As the trial neared its end, I was pleased. I'd made my case and had even extracted what I thought was a vital piece of testimony from the defendant, who all but admitted on the stand that he had known where the property line was and had taken my client's trees nonetheless.

The judge retired to chambers to deliberate. I sat motionless, studiously feigning calm for my client's sake. My adversary across the aisle, meanwhile, joshed with the stenographer and inquired in concerned tones after the bailiff's family.

The judge soon reentered the courtroom and announced his verdict: “I find in favor of the plaintiff.”

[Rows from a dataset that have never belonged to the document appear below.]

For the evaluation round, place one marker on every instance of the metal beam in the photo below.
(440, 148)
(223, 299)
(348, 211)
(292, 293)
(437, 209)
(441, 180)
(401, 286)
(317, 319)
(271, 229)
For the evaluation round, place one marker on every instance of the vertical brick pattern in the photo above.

I won! I smiled warmly at my client, who slapped my back approvingly.

The judge continued: “I hereby order the defendant to pay to the plaintiff damages in the amount of three thousand dollars.”

My smile froze. The wise, old counsel thanked the judge, shook my hand, put his arm around his client, and walked down the aisle in pleasant conversation. My heart and soul spent winning some meaningless altercation, I was left wondering whether the law was ever going to take me where I wanted to go.

I
N
1983 I gravitated to a newly emerging specialty, technology law, after having transferred to my law firm's Palo Alto office. Technology law concentrates on identifying, protecting, and transacting in intellectual property—ideas. It is a product of the insuppressible inventiveness of Silicon Valley. It lacked the thrill of trial work, but it was far more stimulating than the tedious rounds of discovery that dominated litigation practice.

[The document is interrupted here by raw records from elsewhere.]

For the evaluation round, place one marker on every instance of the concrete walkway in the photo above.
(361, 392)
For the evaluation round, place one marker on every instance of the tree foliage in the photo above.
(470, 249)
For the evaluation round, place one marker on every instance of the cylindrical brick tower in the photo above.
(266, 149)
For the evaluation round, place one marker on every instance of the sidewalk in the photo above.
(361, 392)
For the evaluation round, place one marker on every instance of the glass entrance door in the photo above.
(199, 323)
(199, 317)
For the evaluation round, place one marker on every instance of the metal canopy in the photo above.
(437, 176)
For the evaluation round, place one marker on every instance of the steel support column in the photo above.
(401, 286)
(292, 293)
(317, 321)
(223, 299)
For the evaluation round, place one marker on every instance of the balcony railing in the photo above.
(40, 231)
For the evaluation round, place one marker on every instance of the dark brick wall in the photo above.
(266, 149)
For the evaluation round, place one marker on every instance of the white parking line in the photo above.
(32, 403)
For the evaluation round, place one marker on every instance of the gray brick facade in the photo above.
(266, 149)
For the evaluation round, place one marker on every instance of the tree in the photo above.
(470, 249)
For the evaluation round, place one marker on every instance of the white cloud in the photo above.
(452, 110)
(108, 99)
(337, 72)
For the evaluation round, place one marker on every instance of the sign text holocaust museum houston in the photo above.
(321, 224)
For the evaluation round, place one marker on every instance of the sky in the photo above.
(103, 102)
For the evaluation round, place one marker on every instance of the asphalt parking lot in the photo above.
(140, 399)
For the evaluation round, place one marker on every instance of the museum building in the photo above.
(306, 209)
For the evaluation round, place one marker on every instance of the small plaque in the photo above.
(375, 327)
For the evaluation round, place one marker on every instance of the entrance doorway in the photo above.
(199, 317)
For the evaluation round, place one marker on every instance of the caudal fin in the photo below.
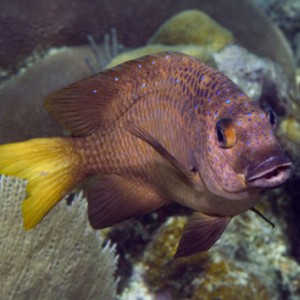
(51, 167)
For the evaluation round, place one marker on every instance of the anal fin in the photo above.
(200, 233)
(113, 199)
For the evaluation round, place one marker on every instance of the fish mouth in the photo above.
(270, 173)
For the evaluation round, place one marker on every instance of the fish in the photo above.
(159, 129)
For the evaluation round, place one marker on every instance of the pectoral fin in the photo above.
(114, 199)
(175, 167)
(200, 233)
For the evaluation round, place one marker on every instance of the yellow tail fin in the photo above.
(51, 167)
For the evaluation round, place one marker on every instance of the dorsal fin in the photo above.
(99, 100)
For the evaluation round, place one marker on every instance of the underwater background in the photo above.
(47, 45)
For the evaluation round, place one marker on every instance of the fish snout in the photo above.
(270, 173)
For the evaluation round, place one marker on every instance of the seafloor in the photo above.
(255, 43)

I traded the thrust and parry of litigation for ongoing relationships with byte-sized entrepreneurs, coders. They were creating the real value in the food chain of the PC revolution: software. I became engrossed in working with these inventors, who were assembling new businesses out of Silicon Valley garage shops. They turned out to be people I could easily relate to, more like the artists the Banzini Brothers had managed in the rock and roll promotion business than like my litigation colleagues and clients. They reminded me of my passionate, offbeat high school and college friends. They were talent. I understood them. I understood their art and their art's relationship to business. And I found myself able, by dint of both my eclectic experience and my training as a lawyer, to help them build viable enterprises around their brilliant ideas.